Seeing Hastings glower, Edward bit his tongue, regretting he had stirred up the bitterness that had surfaced between his trusty councilor and Anthony Rivers upon the transfer of the captaincy of Calais four years before. Perhaps he had been hasty at the time in taking the honor from Anthony to give to Hastings, he mused, but Edward considered Hastings the more capable of keeping the garrison readied and loyal. Why could everyone in his immediate circle not get along, he often wondered. He was tired of playing
mediator. Elizabeth disliked Will, Will disliked Tom Grey, who returned the favor, and even his brothers George and Richard were constantly quarreling. It really was very tiresome, but he was too lazy to do anything about it, if the truth be told.
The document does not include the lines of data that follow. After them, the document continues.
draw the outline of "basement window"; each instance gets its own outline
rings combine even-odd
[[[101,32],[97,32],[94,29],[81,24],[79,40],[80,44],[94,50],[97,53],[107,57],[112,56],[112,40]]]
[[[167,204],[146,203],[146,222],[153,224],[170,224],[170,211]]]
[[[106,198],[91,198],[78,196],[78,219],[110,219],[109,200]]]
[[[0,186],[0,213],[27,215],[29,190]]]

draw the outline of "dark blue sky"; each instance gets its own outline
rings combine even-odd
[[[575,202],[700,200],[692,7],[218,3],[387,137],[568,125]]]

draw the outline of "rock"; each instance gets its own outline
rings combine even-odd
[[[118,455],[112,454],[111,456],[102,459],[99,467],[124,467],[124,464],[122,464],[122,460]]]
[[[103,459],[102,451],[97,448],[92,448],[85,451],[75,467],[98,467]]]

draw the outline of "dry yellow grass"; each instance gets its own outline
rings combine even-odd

Edward decided to bring the subject back to Mistress Shore. “Lambert? Was he not one of the miserly mercers who reluctantly loosed his purse strings for the French expedition? Mayhap I should pay Master Lambert a royal visit to thank him personally for his pennies and enquire after his daughter at the same time.” Edward tossed back a cup of wine, wiped his mouth with the back of his hand, and watched his friend’s face fall. “Nay, I am jesting, Sir Lovelorn. She is all yours. I warrant she will not do for me. I like not poppets for partners in bed.” He suddenly sat up and slapped his forehead. “Christ’s nails, this lady sounds like the one Tom waxed poetic about before we went to France, do you not remember? Golden hair, green eyes, and standing less than five feet. Aye, I am certain she, too, was a mercer’s daughter.”